At his 4th birthday check up, Will outweighed Luke by almost 2 lb. In recent weeks, we have had to adjust the supports on his wheelchair and stander because it appears to us as though he has grown about 2 inches since April. Everyone comments on how tall he looks, and we always try to deflect by saying that part of his height comes from his pointed toes... but the truth of the matter is that Will is a good healthy height (taller than Luke!), and only getting taller.

As excited as we are about Will growing, this brings up a whole new set of concerns. As I have blogged about before, Will loves to be held and loves to ride around in the hiking backpack. As it is, I struggle sometimes to lift him and Nate is the only one who can carry Will around in the backpack. And he's only 36 lbs. Perhaps 36 lbs doesn't seem that heavy to you, but remember that Will has very little muscle tone, so he isn't helping you hold him at all. He's a 36 lbs and 40" tall limp sack of potatoes. With gangly limbs.

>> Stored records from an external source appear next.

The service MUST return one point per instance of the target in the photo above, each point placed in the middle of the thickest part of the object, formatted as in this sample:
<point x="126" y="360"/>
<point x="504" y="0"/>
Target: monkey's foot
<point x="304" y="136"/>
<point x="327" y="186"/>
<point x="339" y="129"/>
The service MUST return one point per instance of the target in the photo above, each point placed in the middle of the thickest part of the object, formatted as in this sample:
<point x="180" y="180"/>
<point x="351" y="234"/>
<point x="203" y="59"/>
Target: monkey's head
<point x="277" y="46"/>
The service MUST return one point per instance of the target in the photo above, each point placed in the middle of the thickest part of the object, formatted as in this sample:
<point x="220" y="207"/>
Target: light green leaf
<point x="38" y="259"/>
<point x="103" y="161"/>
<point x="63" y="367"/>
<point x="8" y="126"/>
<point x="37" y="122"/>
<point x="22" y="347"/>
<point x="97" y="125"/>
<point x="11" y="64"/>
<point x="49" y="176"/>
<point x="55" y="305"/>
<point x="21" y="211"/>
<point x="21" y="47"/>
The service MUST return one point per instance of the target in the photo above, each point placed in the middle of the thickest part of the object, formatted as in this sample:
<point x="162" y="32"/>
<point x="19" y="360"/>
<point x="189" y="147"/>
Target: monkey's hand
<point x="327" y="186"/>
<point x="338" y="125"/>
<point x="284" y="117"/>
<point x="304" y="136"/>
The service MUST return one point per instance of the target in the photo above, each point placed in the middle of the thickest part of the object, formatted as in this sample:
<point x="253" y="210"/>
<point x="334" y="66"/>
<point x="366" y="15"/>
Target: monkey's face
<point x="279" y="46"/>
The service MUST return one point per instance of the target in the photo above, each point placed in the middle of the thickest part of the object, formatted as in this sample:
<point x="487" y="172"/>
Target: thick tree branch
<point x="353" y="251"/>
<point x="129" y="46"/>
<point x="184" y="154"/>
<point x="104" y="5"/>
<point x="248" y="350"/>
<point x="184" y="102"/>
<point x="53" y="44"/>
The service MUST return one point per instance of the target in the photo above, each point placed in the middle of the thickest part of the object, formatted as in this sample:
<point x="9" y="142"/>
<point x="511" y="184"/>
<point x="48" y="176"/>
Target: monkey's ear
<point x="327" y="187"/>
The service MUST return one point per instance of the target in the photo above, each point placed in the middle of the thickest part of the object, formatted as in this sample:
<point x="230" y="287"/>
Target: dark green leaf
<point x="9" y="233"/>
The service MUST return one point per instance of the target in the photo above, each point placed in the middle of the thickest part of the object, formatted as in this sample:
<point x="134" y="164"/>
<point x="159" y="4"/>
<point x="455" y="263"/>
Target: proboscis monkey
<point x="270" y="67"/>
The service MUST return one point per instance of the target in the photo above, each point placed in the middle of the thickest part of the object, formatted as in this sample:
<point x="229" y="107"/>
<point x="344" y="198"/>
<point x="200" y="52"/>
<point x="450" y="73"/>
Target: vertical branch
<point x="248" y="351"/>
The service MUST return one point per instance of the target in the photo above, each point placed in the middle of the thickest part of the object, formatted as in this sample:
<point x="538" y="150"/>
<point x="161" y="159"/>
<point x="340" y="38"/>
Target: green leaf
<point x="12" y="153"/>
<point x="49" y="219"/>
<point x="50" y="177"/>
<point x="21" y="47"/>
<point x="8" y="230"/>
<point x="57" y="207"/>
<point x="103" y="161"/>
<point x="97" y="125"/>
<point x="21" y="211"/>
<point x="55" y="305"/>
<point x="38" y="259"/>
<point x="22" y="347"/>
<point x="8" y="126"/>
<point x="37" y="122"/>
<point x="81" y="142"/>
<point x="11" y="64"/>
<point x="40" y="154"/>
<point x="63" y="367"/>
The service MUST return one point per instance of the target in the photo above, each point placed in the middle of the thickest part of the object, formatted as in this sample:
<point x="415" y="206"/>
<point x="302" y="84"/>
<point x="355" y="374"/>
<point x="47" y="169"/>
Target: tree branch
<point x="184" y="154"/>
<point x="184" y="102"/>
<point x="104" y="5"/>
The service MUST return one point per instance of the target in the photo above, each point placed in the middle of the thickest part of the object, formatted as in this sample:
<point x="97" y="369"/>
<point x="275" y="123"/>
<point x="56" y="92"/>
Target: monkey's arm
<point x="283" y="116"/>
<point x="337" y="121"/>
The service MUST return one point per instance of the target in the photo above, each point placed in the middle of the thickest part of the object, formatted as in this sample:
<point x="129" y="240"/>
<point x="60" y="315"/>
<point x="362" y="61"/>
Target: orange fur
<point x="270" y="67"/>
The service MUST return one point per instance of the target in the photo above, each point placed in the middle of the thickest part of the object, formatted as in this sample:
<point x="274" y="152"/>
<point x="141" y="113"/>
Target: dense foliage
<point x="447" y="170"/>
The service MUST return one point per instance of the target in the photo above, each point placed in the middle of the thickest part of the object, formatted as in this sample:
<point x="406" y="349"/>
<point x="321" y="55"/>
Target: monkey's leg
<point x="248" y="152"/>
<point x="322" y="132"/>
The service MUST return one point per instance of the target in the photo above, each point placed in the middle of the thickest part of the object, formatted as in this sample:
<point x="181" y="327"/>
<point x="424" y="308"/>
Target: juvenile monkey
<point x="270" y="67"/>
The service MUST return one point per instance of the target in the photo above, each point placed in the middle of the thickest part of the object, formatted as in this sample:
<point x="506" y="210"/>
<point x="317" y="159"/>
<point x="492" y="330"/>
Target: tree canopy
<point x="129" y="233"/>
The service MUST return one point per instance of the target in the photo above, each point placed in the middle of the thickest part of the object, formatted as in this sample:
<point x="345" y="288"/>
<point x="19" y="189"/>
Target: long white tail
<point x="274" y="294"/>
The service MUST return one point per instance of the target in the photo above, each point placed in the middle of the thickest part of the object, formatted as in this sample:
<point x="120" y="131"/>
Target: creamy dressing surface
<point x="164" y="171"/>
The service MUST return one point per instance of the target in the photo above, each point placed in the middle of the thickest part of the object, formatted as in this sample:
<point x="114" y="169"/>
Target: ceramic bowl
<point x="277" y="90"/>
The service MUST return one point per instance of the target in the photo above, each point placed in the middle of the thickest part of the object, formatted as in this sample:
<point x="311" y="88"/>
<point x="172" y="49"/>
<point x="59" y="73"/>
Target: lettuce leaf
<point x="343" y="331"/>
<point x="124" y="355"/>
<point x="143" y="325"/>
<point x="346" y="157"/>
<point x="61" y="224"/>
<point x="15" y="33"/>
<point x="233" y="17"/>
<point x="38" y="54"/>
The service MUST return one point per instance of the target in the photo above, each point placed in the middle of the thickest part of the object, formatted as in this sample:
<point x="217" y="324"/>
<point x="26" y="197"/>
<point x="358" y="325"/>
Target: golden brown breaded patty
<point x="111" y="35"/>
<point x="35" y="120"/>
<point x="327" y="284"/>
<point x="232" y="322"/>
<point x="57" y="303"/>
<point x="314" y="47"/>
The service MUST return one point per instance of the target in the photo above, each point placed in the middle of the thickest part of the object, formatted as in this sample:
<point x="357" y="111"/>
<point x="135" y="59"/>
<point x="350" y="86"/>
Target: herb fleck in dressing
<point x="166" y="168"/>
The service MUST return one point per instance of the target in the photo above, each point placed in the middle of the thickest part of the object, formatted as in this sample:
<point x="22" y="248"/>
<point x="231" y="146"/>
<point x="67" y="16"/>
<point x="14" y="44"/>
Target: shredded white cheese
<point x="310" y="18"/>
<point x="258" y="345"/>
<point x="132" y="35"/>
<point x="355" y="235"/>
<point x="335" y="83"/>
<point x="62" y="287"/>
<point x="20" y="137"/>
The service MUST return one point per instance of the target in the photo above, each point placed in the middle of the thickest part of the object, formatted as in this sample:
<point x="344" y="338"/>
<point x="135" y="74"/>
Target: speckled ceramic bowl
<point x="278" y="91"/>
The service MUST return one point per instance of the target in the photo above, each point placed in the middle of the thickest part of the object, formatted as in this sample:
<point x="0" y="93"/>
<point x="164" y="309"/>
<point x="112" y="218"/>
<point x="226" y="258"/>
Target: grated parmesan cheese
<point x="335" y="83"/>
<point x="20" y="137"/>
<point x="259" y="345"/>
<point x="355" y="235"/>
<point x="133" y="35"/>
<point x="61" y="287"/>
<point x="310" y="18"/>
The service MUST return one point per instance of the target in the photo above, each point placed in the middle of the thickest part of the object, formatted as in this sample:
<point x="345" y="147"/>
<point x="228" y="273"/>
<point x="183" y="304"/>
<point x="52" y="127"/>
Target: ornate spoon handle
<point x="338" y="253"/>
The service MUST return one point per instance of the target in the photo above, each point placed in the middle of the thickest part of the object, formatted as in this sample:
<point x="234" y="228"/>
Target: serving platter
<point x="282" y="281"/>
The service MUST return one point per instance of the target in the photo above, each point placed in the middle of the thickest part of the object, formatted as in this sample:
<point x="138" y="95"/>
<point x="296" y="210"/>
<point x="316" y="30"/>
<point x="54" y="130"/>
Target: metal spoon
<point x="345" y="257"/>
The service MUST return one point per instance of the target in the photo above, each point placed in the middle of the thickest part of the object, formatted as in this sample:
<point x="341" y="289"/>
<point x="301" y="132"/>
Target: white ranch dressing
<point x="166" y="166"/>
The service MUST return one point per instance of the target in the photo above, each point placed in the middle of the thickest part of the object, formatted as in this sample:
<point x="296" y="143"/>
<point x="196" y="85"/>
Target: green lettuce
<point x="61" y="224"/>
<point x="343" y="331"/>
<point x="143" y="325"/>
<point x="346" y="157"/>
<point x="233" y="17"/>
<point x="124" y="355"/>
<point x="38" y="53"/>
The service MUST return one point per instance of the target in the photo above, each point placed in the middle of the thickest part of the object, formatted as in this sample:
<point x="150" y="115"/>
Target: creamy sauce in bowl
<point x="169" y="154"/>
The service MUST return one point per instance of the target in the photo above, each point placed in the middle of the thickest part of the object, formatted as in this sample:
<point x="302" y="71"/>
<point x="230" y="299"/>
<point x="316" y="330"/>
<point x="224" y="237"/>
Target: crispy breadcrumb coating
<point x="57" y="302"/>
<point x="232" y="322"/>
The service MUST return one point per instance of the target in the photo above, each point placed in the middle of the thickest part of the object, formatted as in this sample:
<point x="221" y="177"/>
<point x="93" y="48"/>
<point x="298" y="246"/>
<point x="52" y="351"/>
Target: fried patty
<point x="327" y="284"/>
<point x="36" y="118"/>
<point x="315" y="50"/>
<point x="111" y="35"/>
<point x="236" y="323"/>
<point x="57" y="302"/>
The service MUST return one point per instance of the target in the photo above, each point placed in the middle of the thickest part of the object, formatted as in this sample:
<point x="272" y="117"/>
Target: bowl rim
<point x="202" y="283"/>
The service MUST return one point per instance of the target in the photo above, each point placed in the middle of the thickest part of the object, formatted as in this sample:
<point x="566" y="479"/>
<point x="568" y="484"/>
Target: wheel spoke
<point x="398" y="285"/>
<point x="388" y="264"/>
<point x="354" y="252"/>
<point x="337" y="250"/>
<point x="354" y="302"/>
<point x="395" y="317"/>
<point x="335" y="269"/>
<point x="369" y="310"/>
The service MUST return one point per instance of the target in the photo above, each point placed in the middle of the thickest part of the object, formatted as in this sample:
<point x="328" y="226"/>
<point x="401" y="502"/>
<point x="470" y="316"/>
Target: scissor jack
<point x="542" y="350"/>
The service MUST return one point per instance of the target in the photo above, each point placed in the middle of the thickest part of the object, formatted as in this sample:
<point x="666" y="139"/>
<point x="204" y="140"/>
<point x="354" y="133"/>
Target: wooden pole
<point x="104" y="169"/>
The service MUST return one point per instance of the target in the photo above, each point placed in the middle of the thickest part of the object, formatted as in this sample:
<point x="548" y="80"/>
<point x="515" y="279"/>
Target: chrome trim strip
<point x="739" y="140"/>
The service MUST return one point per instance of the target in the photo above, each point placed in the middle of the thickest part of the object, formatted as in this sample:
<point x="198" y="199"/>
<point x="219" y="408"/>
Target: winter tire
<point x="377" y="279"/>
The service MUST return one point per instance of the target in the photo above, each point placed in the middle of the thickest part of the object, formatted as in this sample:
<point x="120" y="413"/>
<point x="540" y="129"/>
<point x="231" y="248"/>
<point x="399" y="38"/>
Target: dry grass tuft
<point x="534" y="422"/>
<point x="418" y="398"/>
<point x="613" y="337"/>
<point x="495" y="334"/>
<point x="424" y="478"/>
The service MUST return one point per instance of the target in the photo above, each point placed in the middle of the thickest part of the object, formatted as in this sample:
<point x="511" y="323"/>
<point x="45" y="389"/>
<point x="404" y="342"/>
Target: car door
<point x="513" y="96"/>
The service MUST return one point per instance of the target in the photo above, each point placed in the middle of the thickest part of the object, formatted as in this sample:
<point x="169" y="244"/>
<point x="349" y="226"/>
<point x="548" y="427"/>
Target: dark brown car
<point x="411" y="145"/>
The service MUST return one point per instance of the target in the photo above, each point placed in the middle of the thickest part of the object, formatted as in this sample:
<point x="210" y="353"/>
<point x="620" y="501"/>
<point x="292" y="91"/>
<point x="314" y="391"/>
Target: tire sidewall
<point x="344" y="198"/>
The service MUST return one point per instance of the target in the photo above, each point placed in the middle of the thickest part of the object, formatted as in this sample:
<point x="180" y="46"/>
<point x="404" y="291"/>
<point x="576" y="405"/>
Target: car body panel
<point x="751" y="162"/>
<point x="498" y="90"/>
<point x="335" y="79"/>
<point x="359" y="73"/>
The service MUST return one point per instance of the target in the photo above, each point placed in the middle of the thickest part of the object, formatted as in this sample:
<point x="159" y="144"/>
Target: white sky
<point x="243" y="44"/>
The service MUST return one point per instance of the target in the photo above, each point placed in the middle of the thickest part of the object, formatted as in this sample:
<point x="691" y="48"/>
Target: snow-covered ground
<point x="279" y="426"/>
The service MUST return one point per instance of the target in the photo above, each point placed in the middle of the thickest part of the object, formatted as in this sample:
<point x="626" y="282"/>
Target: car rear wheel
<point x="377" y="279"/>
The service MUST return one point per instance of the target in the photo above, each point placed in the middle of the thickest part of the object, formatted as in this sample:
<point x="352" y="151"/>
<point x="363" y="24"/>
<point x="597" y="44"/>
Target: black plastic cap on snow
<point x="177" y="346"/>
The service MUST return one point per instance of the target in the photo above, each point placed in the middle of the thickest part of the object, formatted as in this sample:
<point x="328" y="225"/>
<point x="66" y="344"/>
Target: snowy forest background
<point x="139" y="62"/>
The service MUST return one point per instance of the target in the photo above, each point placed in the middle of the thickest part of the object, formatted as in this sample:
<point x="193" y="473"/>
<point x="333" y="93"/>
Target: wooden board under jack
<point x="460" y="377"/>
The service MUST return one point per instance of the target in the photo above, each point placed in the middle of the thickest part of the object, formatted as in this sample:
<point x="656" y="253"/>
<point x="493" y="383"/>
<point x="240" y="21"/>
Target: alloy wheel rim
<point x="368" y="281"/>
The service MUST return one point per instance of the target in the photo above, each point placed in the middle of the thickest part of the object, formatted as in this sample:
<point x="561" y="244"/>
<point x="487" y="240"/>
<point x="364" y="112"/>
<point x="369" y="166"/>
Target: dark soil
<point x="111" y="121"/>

With each passing month, our once-weight-challenged little boy grows. And the more he grows, the quicker the back and shoulder pain come from us picking him up. Not that we're complaining, because the joy that he shows when sitting on your lap, or flying through the air, or riding in the backpack make the pain fade away. But what happens when he's 7 years old, 50 lbs and too tall and heavy for the backpack? I know these are issues to face in the future, and I shouldn't worry now... but I just hope that we're able to find a new way to bring Will the same joy then... when we can't pick him up nearly as much. When the question becomes more of "how do I transfer him from his bed to the wheelchair?" rather than walking around with him on our shoulder as we get him ready in the morning. And what about bathing? Entertaining him when he's cranky? The list of concerns gets longer as I allow it to.

I try not to allow it to. I'm not pushing time by. But its just something else to think about... weighing on my mind.